Hi there! I am a creditor with a bankruptcy case. Even though I was not granted anything; during the settlement talks the judge ordered a stay from any professionals billing while the settlement was being ironed out with the fine details. 2 questions: If this is the case, can my attorney continue to bill me on the judge made that order? and secondly, if the settlement falls apart; does the billing start up again from the date of the stay? or does it begin the date of the settlement that doesn't settle?
Submitted: 1 year ago.
Category: Bankruptcy Law
Expert:  CalAttorney2 replied 1 year ago.
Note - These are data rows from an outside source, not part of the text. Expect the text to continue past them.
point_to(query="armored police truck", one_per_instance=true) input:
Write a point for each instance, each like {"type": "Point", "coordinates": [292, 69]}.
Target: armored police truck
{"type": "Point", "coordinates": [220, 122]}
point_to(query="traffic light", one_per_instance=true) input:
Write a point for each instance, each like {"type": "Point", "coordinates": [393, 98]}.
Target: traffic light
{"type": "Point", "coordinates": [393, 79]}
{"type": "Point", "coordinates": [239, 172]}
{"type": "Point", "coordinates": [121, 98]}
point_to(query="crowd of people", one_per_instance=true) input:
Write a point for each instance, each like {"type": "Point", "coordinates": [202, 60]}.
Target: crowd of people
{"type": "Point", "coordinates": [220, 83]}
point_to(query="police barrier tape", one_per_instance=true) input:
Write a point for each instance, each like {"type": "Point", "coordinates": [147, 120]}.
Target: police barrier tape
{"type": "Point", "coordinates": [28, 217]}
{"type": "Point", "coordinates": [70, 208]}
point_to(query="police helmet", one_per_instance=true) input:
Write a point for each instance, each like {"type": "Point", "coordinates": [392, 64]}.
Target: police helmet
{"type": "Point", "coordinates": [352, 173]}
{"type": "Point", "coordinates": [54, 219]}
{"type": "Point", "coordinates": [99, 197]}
Dear Customer,This is a very unusual court order. So the terms of the order are going to be based very specifically on what exactly the court stated.(This is not something that I can point to a general Bankruptcy Code provision or Federal Rules of Bankruptcy Procedure for the answer).But, if the court order says "All" professionals, this should include your attorney.If the court order provides a "stay" this usually means that this is a pause or "suspension" on billing (so the professional services should not be billed during this time).There of course is a question as to whether the professionals are supposed to offer their services for free during this time, or whether they are simply to delay billing (I can't tell you what the answer is to this significant question of interpretation is based only on what you posted here - and likely the court order is ambiguous - however, if the court is trying to encourage the professionals to rapidly reach a settlement, this would lean towards an interpretation that they are working for free, and they should not be dragging their feet).If the settlement falls apart, billing would resume, but based on what you stated "while ironing out the fine details" - it appears that a general settlement has already been reached - if this falls apart, the parties are probably going to need to appear in court to notify the judge - this is probably going to be the demarcation for new billing - but again the court order is not very clear.I hope this helps a little bit, unfortunately ambiguous or open ended orders leave a lot of room for interpretation and misinterpretation, but I do hope this helps put some reference points together for you.